Why Honeywell International (HON) Is Declining?

We recently published a list of Why Are These 10 Dividend Stocks Declining? In this article, we are going to take a look at where Honeywell International Inc. (NASDAQ:HON) stands against other declining dividend stocks.

The dividend season is here, and the big announcements are rolling in!

The overall market atmosphere has been moderately negative since the new tariffs from the US. Soon after he entered the Oval Office, President Donald Trump announced a 25 percent tariff on imported goods from Canada and Mexico. Chinese products, meanwhile, are left tackling an even higher tariff of 60 percent.

As a result, on Monday this week, the broader market noted a sharp decline of 0.76 percent, while the Nasdaq reported the same trajectory but at 1.20 percent.

Regardless of market conditions, investors have consistently shown interest in dividend stocks, particularly those from companies that have steadily increased their payouts, making them popular among income-focused investors. Analysts have long tracked the performance of Dividend Aristocrats, both historically and in recent times.

In a January 2019 blog post titled “Dividend Growth Strategies and Downside Protection,” Phillip Brzenk, Global Head of Multi-Asset Indexes, examined how dividend growth strategies perform, especially during market downturns. He noted that since the end of 1989, there have been six calendar years where the broader market delivered negative returns. Interestingly, during each of those years, the Dividend Aristocrats outperformed the broader equity benchmark by an average margin of 13.28%. In addition, in three of those challenging years, they still managed to generate positive total returns. Brzenk further pointed out that when analyzed on a monthly basis, the Dividend Aristocrats outperformed the market 53% of the time, with an average outperformance of 0.16%.

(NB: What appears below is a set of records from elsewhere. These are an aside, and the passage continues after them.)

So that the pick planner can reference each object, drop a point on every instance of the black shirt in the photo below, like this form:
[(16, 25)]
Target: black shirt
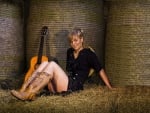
[(80, 67)]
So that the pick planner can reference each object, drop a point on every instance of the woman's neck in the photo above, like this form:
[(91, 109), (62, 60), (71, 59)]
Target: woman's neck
[(76, 52)]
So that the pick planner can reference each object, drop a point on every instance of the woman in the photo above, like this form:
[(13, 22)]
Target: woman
[(79, 62)]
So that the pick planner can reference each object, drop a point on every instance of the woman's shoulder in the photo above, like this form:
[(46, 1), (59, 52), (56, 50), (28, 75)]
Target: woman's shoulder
[(88, 50), (69, 50)]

As noted earlier, dividend growth stocks have outperformed the broader market. From its launch in 2005 through September 2023, the Dividend Aristocrats Index delivered a total return of 10.35%, exceeding the broader market’s 9.54% return over the same period. Moreover, these stocks experienced lower volatility, measured at 15.35%, compared to the market’s 16.31%. This suggests that their prices tend to be more stable, making them less susceptible to sharp fluctuations and highlighting their overall resilience.

Our Methodology

In the list of underwhelming performers we will be looking into today, the dividend companies with a minimum of $1 billion in market capitalization alone are considered. Then we checked the returns of these stocks and selected 10 stocks that fell on February 6, 2024. The stocks are ranked according to their dividend yields, as of February 6. We also hedge fund sentiment for each stock, as of Insider Monkey’s database of Q3 2024.

Why are we interested in the stocks that hedge funds pile into? The reason is simple: our research has shown that we can outperform the market by imitating the top stock picks of the best hedge funds. Our quarterly newsletter’s strategy selects 14 small-cap and large-cap stocks every quarter and has returned 275% since May 2014, beating its benchmark by 150 percentage points. (see more details here).

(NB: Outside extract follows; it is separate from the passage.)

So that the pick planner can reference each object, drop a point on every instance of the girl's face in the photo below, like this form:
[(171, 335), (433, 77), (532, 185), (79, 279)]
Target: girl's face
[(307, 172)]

Why Honeywell International Inc. (HON) is Declining?

A shot of a commercial plane with a blur of color in the background, representing the production of auxiliary power units in the Safety and Productivity Solutions segment.

Honeywell International Inc. (NASDAQ:HON)

Annual dividend yield: 2.15%

Ex-Dividend Date: February 28, 2025

Number of Hedge Funds: 55

Quarterly dividend amount:  $1.13

On 6th Feb, the stock of Honeywell International Inc. (NASDAQ:HON) opened at $215 at NYSE, a 13% decline from its all-time high after they announced a strategic split into three independent entities. Vimal Kapur, Chairman and CEO of Honeywell, said the following regarding the company’s performance:

“The formation of three independent, industry-leading companies builds on the powerful foundation we have created, positioning each to pursue tailored growth strategies and unlock significant value for shareholders and customers.”

Honeywell International Inc. (NASDAQ:HON) joins other industrial giants like 3M, General Electric, and United Technologies in breaking up large conglomerates as it announced it would break up into three independently listed entities—Aerospace, Automation, and Advanced Material following activist investor Elliott Management’s $5 billion stake in the company. Elliott Partner Marc Steinberg and Managing Partner Jesse Cohn said:

“With today’s action, Honeywell will be separating its Automation and Aerospace businesses into two market-leading enterprises poised for sustained growth and value creation.”

Honeywell International Inc. (NASDAQ:HON)’s shares have been on a steep decline since the news broke out. As per our database, 55 hedge fund portfolios held Honeywell International Inc. (NYSE: HON) at the end of the third quarter. Honeywell is one of the stocks on the radar of dividend investors as it pays a 2.16% dividend yield, and it could change as the company opts for different capital structures, cash flows, and pay-out policies.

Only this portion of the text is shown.